Tout était bon pour juger mon physique ; mes hanches trop larges, mes fesses trop bombées, mes genoux asymétriques, mes cuisses adipeuses, mes seins tombants, mon double menton, mes cheveux fins, etc. Là je n’évoque que le physique mais ce serait sans compter sur les traits de personnalité : ma timidité, ma voix nasillarde, mon manque de répartie, ma peur du jugement, mon manque de culture générale, etc.
Bien sûr que je n’ai pas dénigré tous les aspects de moi-même. J’ai aussi des pensées positives sur ma personne et, heureusement, tout le monde en a. Je crois en mes capacités inellectuelles et linguistiques, j’aime mon besoin d’indépendance, ma capacité à me prendre en main, à respecter une certaine discipline, à compter sur moi-même et à faire en sorte que les autres puissent compter sur moi, à m’intégrer à des groupes, à me faire respecter, à savoir ce que je veux en général.
C’est drôle comme écrire cela me semble prétentieux alors que ça ne devrait pas l’être. Si je passe du temps à décrire mes pensées dénigrantes, pourquoi ne pas aussi donner de la place aux autres, à celles qu’il m’ont permis de créer des résultats positifs pour moi dans ma vie professionnelle et relationnelle ? (Réponse possible : le patriarcat.) J’ai l’impression de m’exposer autant, si ce n’est plus, quand je parle en bien de moi (cause possible : le patriarcat). Et je trouve ça triste.
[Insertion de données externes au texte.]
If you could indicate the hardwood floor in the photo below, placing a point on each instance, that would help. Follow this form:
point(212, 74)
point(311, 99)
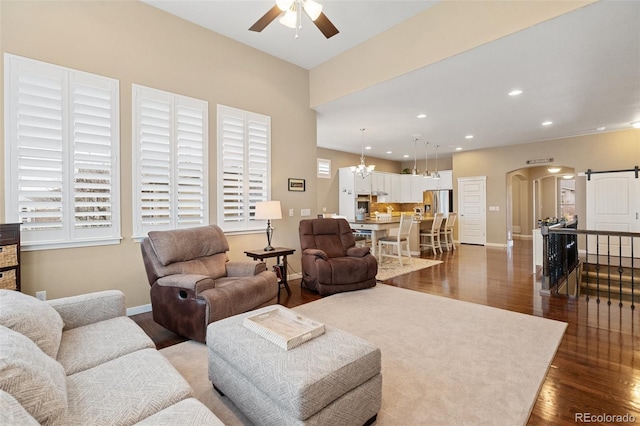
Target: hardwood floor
point(596, 370)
Mais revenons-en à la nourriture.
Avec le recul, je crois que c’est mon père qui avait le rapport le plus compliqué au plaisir gustatif. Il cherchait beaucoup à contrôler ce que nous mangions, mon frère et moi, et il disait sans honte que le surpoids était laid. « Fat is not beautiful », aimait-il à entonner en riant. Et bien sûr, il avait toujours été gros et entretenait, je pense, un rapport très compliqué avec la nourriture et le corps. Il trouvait belles les femmes minces et ne se gênait pas pour me faire des réflexions sur ce que je mangeais, ou mes hanches, que je tenais selon lui de mes gènes grecs, c’est-à-dire de lui. Se sentait-il coupable ? C’est fort possible. Et je crois que si ses enfants n’avaient pas été goulus, il se serait senti mieux – bien que dès que nous montrions le moindre manque d’appétit, il cherchait alors à nous nourrir à tout prix.
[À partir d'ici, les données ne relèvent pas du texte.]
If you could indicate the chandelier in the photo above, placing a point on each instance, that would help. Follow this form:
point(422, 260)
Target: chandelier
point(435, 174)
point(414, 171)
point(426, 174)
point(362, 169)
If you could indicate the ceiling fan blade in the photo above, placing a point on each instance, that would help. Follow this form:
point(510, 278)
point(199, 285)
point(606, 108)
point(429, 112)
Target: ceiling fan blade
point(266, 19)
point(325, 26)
Tous les régimes que j’ai tentés ont toujours fonctionné, pendant toute la durée du régime. Puis bien sûr, plus. Ai-je adhéré à la théorie du fameux « manque de volonté » dont il était évident que je faisais preuve ? Évidemment.
J’ai tout de même assez vite arrêté de faire des régimes et j’entretenais une saine méfiance à l’égard de ceux qui semblaient dénués de tout bon sens (monodiètes, régimes hyper protéinés, etc.). J’ai très rapidement compris que s’il existait pour moi la possibilité d’être plus mince, elle ne se trouvait pas dans ce genre de solutions. À l’époque, il ne me serait pas venu à l’idée de remettre en question cette envie même d’être plus mince, alors que je n’étais pas du tout à un poids qui pouvait me poser un quelconque problème.
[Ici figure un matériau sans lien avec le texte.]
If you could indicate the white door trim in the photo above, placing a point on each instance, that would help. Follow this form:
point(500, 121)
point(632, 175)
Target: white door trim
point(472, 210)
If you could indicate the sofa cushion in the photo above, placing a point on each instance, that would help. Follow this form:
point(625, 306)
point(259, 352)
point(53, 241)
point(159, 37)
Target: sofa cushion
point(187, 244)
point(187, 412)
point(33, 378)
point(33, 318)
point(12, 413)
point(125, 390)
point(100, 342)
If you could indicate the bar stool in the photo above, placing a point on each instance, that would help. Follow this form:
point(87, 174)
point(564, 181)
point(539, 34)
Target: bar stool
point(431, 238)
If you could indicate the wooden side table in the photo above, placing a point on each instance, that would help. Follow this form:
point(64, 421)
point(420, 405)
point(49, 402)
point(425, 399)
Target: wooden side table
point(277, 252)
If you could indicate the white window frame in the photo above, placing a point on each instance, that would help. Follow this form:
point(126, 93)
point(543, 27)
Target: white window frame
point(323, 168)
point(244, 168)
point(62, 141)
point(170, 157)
Je me suis tournée vers le sport pour essayer de limiter « la casse » (encore une fausse croyance ; le sport fait maigrir). À la fin de l’adolescence, c’est devenu un peu une contrainte, parce que je me forçais à en faire plus que je n’en avais envie, pas parce que j’aimais ça, pas pour la sensation que ça me procurait, mais parce que ça allait m’aider à ne pas grossir, à avoir un corps plus désirable – encore cette injonction à être « désirable » (cause possible : le patriarcat). J’avais très bien intégré le célèbre adage « Mangez moins, bougez plus ».
À 20 ans, je suis partie aux États-Unis pour un échange universitaire d’un semestre (que j’ai prolongé à deux). Et là, j’ai découvert vraiment ce qu’était une compulsion alimentaire.